Save money on activities

26. Use Groupon to find cheap restaurant deals

If you want to go for lunch with a friend, look at sites like Groupon, LivingSocial or Yelp to see what deals you can get. And if you’re always getting lunch out during the week when you’re at work, check out MealPal. MealPal is a subscription service that allows you to get lunches for less than $6 in your neighborhood and you can skip the line when you pick up your meal.
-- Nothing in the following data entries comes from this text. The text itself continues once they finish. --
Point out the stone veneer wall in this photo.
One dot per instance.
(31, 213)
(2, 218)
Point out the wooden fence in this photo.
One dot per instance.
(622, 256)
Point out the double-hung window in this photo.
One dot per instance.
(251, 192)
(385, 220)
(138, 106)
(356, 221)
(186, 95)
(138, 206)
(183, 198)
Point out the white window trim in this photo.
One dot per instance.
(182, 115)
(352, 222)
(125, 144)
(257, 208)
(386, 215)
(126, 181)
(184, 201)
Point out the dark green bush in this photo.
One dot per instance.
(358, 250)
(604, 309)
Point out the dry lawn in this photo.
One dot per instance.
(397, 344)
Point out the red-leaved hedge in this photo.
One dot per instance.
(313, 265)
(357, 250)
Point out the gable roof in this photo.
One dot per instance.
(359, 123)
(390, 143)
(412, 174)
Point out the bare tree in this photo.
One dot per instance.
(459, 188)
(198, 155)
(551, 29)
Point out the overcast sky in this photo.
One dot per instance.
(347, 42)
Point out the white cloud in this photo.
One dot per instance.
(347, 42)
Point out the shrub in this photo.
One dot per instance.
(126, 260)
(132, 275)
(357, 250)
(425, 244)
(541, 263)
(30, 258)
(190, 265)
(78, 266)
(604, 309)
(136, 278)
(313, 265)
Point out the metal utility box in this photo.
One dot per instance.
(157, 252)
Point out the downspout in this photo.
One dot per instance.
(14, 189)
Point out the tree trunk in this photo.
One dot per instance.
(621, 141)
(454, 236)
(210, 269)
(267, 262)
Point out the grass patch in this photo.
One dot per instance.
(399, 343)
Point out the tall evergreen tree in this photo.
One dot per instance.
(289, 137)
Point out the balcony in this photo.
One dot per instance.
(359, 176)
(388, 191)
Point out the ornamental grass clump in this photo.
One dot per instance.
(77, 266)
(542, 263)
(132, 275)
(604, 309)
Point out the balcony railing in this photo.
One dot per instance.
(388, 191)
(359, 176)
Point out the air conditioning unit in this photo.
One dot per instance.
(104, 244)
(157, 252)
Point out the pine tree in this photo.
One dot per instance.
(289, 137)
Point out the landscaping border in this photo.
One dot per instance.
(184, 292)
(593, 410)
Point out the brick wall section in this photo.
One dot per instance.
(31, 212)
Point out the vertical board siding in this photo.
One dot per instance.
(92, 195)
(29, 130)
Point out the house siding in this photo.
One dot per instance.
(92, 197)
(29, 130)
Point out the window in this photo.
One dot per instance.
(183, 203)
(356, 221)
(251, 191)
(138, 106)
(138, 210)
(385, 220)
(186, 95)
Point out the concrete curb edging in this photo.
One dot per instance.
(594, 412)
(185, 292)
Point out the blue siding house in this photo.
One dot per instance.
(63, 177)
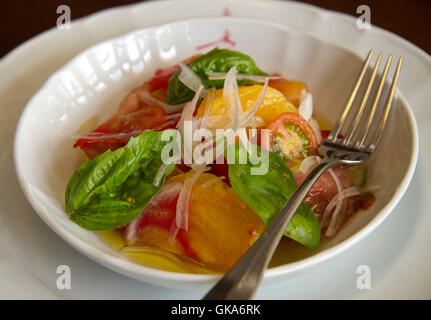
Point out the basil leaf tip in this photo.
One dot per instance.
(112, 189)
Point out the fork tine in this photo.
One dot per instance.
(379, 133)
(354, 124)
(376, 101)
(342, 119)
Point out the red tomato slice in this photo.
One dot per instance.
(291, 136)
(325, 189)
(132, 116)
(161, 77)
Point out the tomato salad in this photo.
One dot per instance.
(191, 217)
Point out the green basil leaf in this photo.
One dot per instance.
(267, 193)
(217, 60)
(113, 188)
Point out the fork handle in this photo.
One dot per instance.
(243, 278)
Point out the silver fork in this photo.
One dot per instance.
(357, 145)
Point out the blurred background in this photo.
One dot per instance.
(20, 20)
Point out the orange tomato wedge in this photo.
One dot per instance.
(273, 105)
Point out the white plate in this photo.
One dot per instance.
(386, 254)
(94, 82)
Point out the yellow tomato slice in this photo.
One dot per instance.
(273, 105)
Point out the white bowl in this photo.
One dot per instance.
(94, 82)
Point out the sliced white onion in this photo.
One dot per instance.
(189, 109)
(231, 97)
(346, 193)
(241, 76)
(190, 79)
(169, 108)
(212, 181)
(248, 116)
(168, 192)
(339, 203)
(308, 163)
(305, 108)
(182, 209)
(315, 125)
(160, 174)
(118, 135)
(207, 108)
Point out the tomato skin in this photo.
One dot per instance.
(221, 227)
(277, 127)
(161, 77)
(292, 90)
(132, 115)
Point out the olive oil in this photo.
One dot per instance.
(287, 251)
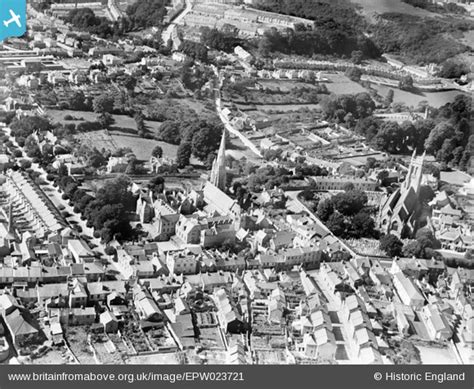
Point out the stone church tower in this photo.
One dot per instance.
(218, 173)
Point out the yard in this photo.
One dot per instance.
(121, 122)
(112, 140)
(436, 356)
(435, 99)
(340, 84)
(383, 6)
(77, 339)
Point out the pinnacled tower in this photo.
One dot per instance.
(415, 173)
(218, 174)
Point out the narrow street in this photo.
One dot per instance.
(55, 195)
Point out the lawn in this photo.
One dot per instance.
(142, 148)
(435, 99)
(383, 6)
(436, 356)
(340, 84)
(124, 122)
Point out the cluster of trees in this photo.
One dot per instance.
(446, 135)
(337, 29)
(423, 246)
(200, 138)
(195, 50)
(142, 129)
(298, 94)
(326, 39)
(267, 177)
(418, 39)
(435, 7)
(453, 69)
(77, 101)
(23, 130)
(85, 19)
(107, 212)
(146, 13)
(223, 40)
(346, 108)
(193, 76)
(347, 215)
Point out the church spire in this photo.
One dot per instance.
(218, 173)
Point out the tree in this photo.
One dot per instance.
(206, 140)
(391, 245)
(157, 152)
(105, 119)
(325, 209)
(437, 136)
(350, 202)
(362, 225)
(406, 83)
(169, 132)
(130, 83)
(156, 184)
(389, 97)
(353, 74)
(183, 154)
(357, 56)
(103, 104)
(336, 224)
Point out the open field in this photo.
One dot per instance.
(340, 84)
(112, 140)
(272, 108)
(435, 99)
(285, 85)
(383, 6)
(141, 147)
(120, 121)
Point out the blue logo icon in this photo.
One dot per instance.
(12, 18)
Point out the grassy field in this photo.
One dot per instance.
(112, 140)
(340, 84)
(285, 85)
(435, 99)
(383, 6)
(120, 121)
(142, 148)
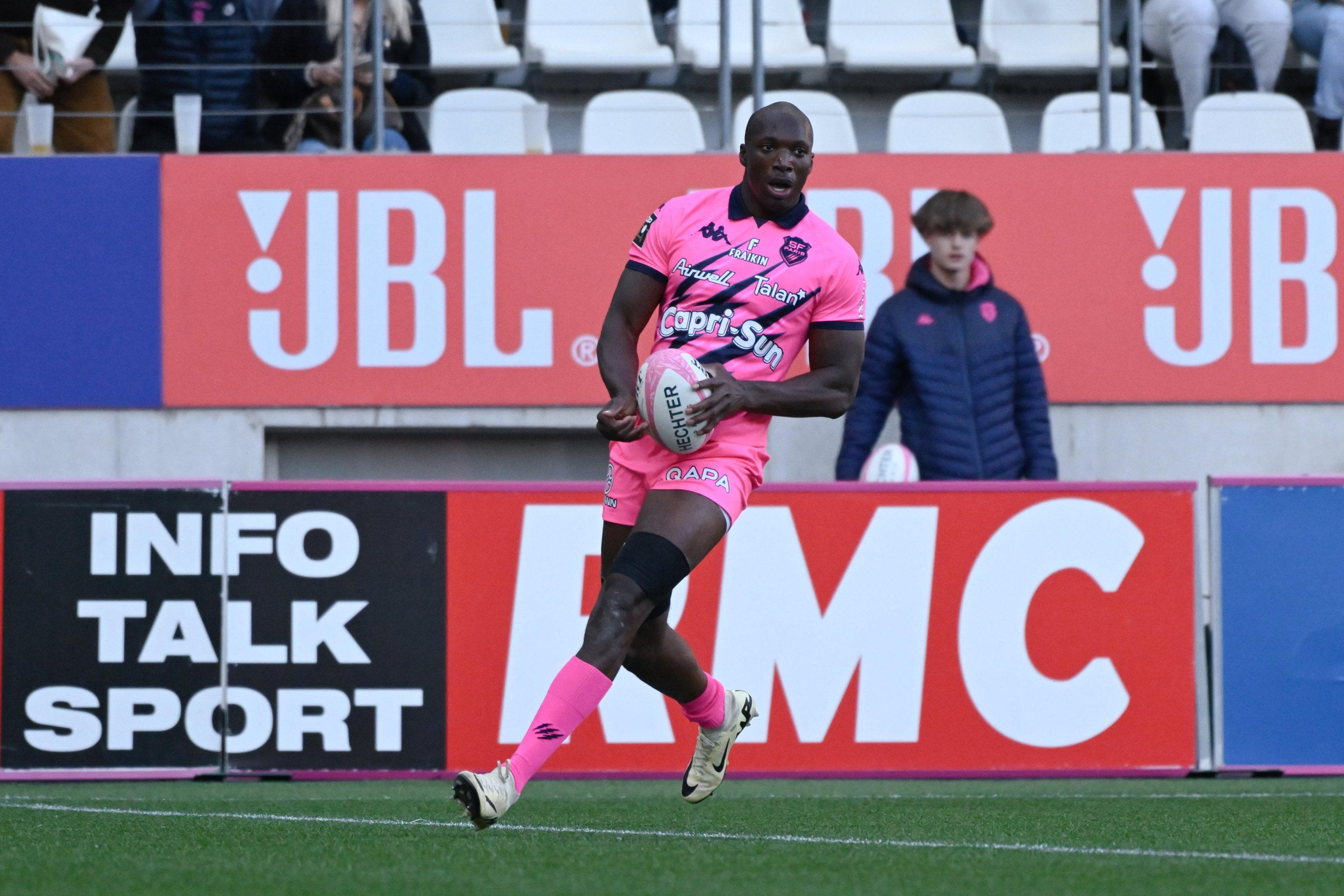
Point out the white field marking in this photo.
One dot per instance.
(693, 835)
(570, 797)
27. Take a walk, or meet for a coffee instead of drinking

As I mentioned previously, drinking can be a huge drain on your finances. The issue is, most socializing these days seems to revolve around eating and drinking. If your friends hit you up and suggest going for drinks, try telling them that you’re trying to be careful with money and that you’d prefer to take a walk instead. Just because you don’t want to spend money doesn’t mean you have to stop seeing your friends altogether.

28. Attend free events

In big cities there are usually plenty of free events you can attend to network, socialize, and even score some free canapés and drinks. Check out sites like Eventbrite or Meetup for your local listings.

29. Have zero-spend days

Try to have days where you spend absolutely nothing. Get into a habit of having a couple of zero spend days so that when you do spend money socializing, it doesn’t feel so bad.

30. Monitor your money

The main way we overspend is by not monitoring our money. It can be so uncomfortable checking your bank balance that you decide to bury your head in the sand and not look. By writing down exactly what you earn/spend and setting a budget, you can take back control of your finances stop spending money. If you need to, cut up your credit cards and only spend cash that you have.